LINEヘルスケアの場合、通常の価格設定は「今すぐ相談or相談予約」が30分2000円、「1000字以内の質問を送り、後で回答を貰う」が1000円。単価としては、かなり高い。

また、ヘルスケア系の情報サイトには、サプリや健康食品の広告を掲載し易い。相乗効果で売り上げアップとなり、更に儲かる。

健康に関しては、老若男女問わず、皆が何かしらの不安・悩みを抱えています。商業的にアプローチし易い分野です。営利企業が目を付けないハズはない。

 

しかし、責任も重い分野です。一歩間違えれば、人の生死を左右する話ですから。

その為、無責任な業者は徹底的に追及され、場合によっては警察に捕まります。厳しい世界です。

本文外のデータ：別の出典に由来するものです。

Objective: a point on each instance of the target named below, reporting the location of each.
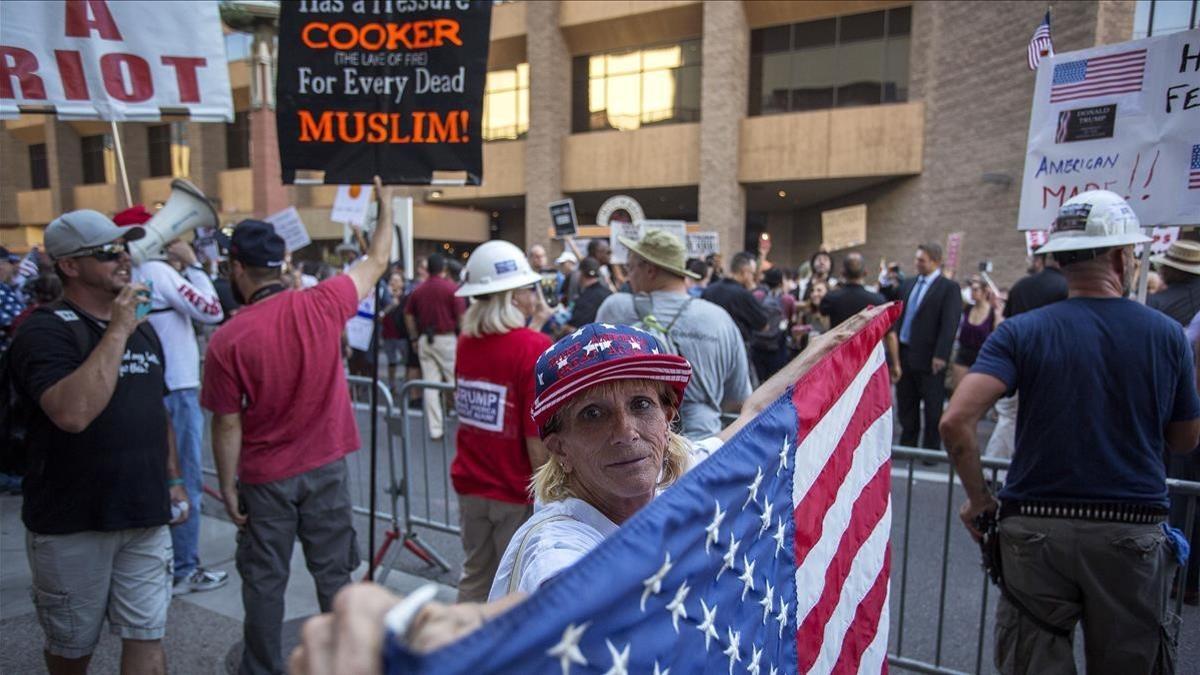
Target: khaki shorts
(83, 578)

そんな厳しい話を、顔の見えない相手に任せるのは、甚だ怖い。

医療系情報サイトを「参考程度」に見るのは全く構わないことですが、鵜呑みにしたり頼り過ぎるのは危険です。

面と向かって話せる医師が、最強であり最後の砦。

 

 

必要なのは、「信頼できる医者」を、時間をかけて探しておくことです。

信頼は、1度や2度の診察で築かれるものではない。時間をかけて出来上がるもの。

クリックやタップひとつで生まれる信頼は、無いと思った方がいい。